Below follows a cross analysis of salutation/occurrence of signature and gender of the senders. This combination was chosen mainly to investigate whether or not there are differences between the email and letter writing conventions of men and women. Other combinations of parameters are of course possible, but will have to be left for further studies.

Figure 5: Percentage of the total number of messages distributed into four categories of email style.

Fig. 5 shows the distribution of the gender of the senders of email messages over the four categories. Men seem to keep to the informal paper letter conventions of category 1 slightly more than women do, but this is at the same time also the category which was most represented by both male and female senders. We can draw no clear conclusions of differences of gender in email style with respect to salutation and signature conventions.

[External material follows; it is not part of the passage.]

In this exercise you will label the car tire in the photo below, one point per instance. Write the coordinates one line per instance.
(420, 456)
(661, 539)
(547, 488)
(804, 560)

Category 4, the most "email like" group of messages, had a high representation of unknown senders. This is also the case with category 2, which was the least represented of the four. It could be argued that this is due to the anonymising effect of the email medium: it is possible to hide behind the text, as it were, or behind a cryptic email address that gives nothing away.

Salutation conventions

The messages were analysed for different ways of salutation. Of the email messages, 98 opened with some sort of salutation, and 86 were sent without salutation. All salutations were of the informal kind (variations of e.g. "Hej" ["Hello" or "Hi"]) followed by variants of conforming to the norms for punctuation: exclamation mark, comma, full stop or no punctuation at all. I agree with Herring and Du Bartell (see "Background" above) that this is a common characteristic most probably stemming from the fact that both topic and sender is announced in the header of each message.

Of the traditional paper letters, only two opened with a salutation: one with the informal "Hej!" ("Hi!"), while the second one, written in English for professional reasons, was introduced with "Dear Sirs", and conformed to the business letter template in all aspects.

Closing conventions

44% of the email messages had closing phrases of some sort. 3% were closed with the signature only, and 17% were sent with neither closing nor signature.

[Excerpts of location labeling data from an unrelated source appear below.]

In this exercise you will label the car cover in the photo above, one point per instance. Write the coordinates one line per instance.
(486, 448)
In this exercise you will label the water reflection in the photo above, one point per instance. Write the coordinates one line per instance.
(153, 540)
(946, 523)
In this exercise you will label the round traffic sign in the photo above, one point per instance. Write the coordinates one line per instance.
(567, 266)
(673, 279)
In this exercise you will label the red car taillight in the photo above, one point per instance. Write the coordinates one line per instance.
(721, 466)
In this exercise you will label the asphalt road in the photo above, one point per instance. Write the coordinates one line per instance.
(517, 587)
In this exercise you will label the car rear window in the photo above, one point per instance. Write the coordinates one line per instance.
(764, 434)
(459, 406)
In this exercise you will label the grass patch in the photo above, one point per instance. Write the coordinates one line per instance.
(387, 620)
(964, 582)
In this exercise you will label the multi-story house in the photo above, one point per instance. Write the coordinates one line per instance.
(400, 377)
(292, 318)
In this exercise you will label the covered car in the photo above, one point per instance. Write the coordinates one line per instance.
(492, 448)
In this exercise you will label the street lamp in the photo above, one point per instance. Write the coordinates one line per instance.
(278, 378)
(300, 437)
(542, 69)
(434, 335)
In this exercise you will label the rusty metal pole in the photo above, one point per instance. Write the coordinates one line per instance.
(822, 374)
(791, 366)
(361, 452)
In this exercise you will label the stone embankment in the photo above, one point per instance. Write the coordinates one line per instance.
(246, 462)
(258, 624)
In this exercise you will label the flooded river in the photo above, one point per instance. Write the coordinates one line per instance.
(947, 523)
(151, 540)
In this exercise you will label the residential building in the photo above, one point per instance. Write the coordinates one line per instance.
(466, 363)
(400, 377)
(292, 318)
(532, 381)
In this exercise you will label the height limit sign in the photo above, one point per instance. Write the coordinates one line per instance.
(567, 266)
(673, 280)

The use of abbreviations in closing was common. 19% of the email messages were closed with some variant of abbreviating the normative, formal closing phrase (cf. Stenson) "Med vänliga hälsningar" (literally "With friendly regards"). The abbreviated phrase showed a wide range of variations: examples are m.v.h., MVH, mvh, M.V.H., and so on. None of them is the correct way of signing a formal letter. 23% of the email messages were closed with variants of the formal "Med vänliga hälsningar". Examples are "vänligen" ("in a friendly manner"), "Vänlig hälsning" ("Friendly regards"), and so on.

40% of the traditional paper letters were closed with the full formal "Med vänliga hälsningar". None of them was closed with the abbreviated form. 24% were only signed with the sender’s name. 8% closed with the date and sender’s name. 28% closed with some pre-closing ("Tack på förhand" ["Thanks in advance"] or the like) in combination with the sender’s name.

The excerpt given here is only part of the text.